Les États-Unis des années 1990-2000
Robert Bilott est impliqué dans l’affaire par un paysan (Bill Camp) dont près de deux cents de ses vaches sont mortes. On suit alors les allers-retours de l’avocat entre Cincinnati et Parkersburg, entre ville et campagne. Tout d’abord, deux fermiers débarquent dans un cabinet juridique : ils jurent dans le décor propre, net et carré et les costumes trois pièces. Ils connaissent la grand-mère du personnage de Mark Ruffalo, coup classique des campagnards à la ville et petite touche d’humour du film (touches qui viennent à plusieurs moments relâcher la tension). Quelques minutes plus tard, l’exact inverse se produit : le bon avocat en costume se retrouve dans la campagne profonde, de la boue sur ses chaussures, entouré de vaches et de fermiers en salopettes.

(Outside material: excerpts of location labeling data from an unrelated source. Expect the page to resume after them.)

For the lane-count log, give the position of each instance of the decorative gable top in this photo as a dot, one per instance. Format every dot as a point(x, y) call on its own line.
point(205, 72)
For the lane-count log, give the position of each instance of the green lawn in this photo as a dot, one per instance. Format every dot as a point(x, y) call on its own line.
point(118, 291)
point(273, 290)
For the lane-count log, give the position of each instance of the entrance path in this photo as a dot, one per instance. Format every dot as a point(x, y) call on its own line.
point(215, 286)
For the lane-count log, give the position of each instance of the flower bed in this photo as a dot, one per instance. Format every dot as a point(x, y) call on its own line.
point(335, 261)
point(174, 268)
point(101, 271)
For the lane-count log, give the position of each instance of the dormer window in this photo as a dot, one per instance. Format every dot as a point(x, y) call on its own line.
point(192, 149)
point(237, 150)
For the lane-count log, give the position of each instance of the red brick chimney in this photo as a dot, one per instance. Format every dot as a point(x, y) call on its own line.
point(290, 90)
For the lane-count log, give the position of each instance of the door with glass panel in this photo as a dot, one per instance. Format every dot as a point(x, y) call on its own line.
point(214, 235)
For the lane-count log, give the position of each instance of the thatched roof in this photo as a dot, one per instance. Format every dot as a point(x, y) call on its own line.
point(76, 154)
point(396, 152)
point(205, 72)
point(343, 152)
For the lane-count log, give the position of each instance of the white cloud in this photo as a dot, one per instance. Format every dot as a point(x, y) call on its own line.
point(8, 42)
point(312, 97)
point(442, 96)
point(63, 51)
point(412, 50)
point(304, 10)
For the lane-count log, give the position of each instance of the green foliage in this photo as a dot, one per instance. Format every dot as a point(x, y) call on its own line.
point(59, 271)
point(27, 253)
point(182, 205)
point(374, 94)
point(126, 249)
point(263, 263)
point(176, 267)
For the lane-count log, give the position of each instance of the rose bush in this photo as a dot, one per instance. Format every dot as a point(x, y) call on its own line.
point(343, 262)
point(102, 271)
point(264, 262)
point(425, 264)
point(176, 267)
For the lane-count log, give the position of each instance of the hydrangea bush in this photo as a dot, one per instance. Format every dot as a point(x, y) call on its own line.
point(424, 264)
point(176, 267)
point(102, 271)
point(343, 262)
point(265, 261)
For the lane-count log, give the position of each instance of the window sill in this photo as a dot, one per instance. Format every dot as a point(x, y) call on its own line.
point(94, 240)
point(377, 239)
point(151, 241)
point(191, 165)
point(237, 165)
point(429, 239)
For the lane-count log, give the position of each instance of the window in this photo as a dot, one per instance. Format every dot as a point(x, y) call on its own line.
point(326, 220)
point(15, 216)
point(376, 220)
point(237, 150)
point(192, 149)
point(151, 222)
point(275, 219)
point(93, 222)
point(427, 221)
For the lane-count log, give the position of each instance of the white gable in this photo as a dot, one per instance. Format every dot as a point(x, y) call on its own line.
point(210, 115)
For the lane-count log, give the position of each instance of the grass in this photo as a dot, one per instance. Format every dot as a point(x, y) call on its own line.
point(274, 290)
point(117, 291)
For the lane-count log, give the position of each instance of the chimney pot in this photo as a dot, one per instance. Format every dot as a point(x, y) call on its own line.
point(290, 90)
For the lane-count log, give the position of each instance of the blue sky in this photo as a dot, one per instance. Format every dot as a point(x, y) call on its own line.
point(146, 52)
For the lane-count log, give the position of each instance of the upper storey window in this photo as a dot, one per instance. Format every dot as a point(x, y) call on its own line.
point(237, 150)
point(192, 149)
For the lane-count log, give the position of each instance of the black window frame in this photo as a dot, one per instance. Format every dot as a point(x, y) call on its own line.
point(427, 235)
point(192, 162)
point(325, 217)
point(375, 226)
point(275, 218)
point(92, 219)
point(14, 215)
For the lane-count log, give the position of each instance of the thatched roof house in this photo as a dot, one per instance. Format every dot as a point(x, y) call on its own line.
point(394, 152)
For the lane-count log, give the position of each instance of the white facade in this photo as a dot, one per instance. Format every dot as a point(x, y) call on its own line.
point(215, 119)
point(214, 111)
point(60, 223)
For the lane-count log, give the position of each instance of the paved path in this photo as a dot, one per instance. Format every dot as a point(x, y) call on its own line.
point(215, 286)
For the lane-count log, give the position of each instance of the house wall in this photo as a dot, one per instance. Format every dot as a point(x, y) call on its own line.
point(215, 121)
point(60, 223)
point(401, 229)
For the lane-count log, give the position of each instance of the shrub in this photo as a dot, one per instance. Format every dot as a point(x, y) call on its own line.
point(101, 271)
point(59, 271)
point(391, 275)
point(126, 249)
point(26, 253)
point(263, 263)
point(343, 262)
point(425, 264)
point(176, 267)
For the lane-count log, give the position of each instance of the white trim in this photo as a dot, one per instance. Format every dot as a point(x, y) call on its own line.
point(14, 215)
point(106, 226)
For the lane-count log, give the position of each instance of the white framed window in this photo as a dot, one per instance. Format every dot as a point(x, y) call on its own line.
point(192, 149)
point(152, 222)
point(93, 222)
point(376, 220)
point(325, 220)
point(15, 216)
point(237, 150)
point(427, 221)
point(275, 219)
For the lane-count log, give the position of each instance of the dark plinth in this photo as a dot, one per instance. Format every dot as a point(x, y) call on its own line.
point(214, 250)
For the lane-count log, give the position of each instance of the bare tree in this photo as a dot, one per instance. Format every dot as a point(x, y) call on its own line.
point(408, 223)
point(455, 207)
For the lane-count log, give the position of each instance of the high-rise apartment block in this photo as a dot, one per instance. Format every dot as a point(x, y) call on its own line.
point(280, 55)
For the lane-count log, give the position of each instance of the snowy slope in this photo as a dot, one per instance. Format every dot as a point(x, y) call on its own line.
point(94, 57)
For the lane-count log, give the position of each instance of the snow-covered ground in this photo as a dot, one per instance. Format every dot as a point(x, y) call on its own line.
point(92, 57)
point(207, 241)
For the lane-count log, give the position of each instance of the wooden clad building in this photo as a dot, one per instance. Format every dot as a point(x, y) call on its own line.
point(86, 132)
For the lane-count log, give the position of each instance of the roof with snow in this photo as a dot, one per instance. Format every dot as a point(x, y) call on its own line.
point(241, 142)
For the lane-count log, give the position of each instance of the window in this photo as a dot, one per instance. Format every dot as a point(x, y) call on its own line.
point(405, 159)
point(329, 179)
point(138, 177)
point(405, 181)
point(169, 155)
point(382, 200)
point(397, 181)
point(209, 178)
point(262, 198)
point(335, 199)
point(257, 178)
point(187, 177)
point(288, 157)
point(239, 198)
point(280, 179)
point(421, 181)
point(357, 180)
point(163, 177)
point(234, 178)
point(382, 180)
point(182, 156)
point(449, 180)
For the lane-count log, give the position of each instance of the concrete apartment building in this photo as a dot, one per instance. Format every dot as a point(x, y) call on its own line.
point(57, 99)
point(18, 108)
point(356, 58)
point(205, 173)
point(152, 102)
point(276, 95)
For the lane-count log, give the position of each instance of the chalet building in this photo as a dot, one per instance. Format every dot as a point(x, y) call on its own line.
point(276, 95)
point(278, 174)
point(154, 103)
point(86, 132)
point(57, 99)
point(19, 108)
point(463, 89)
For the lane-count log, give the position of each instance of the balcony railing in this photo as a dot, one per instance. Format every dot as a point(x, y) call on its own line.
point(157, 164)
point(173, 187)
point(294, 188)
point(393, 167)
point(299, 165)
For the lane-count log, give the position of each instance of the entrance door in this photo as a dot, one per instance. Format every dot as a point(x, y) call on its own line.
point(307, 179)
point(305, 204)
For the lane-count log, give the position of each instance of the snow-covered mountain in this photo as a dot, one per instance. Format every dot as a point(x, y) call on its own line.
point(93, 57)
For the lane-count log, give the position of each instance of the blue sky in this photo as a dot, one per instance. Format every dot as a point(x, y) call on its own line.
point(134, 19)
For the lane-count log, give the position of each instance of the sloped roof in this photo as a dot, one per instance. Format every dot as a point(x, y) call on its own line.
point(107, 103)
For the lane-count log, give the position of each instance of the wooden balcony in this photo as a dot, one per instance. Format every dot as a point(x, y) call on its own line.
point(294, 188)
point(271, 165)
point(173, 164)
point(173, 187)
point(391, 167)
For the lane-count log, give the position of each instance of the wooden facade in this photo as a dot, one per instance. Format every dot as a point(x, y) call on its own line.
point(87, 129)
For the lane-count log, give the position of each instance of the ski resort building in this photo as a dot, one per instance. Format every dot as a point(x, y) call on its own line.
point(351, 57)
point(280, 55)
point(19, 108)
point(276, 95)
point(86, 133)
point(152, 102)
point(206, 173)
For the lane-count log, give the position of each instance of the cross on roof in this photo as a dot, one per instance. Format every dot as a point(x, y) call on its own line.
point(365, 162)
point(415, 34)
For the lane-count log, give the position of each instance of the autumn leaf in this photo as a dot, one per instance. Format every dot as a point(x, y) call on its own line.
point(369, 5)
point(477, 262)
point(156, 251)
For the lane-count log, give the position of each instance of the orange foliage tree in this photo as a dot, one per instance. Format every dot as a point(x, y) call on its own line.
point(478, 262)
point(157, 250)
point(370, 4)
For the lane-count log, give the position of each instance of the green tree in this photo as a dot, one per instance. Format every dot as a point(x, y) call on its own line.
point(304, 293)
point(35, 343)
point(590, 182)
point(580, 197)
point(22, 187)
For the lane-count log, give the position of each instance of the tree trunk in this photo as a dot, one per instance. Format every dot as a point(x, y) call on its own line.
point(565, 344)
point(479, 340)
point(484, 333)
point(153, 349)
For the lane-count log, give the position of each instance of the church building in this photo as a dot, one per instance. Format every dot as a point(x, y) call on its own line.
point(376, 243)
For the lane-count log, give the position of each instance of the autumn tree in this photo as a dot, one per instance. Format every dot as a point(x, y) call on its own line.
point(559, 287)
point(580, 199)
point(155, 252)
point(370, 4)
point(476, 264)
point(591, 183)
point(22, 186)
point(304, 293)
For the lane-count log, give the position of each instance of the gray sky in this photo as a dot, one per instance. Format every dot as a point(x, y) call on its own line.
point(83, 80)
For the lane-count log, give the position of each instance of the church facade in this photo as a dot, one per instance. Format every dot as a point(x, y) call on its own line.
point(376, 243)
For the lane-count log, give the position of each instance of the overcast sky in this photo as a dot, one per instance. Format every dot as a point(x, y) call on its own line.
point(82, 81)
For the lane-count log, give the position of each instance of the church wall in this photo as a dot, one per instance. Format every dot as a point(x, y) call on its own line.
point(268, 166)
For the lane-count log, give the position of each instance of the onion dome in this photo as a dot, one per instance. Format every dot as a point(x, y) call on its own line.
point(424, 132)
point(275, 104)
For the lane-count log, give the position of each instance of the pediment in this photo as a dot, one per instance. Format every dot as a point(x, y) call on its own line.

Au-delà du parcours de justice, on est amené à découvrir les États-Unis, citadins et ruraux. Les allers-retours s’enchaînent, tout comme les paysages. On passe du bureau envahi par la paperasse envoyée par DuPont (tentative classique, mais infructueuse d’enterrer l’affaire) à la ruralité profonde de la Virginie-Occidentale. Cette vision des États-Unis de l’époque apporte une profondeur que l’on n’attendait pas nécessairement d’un tel film d’investigation. À l’alternance des paysages se superpose aussi celle des années.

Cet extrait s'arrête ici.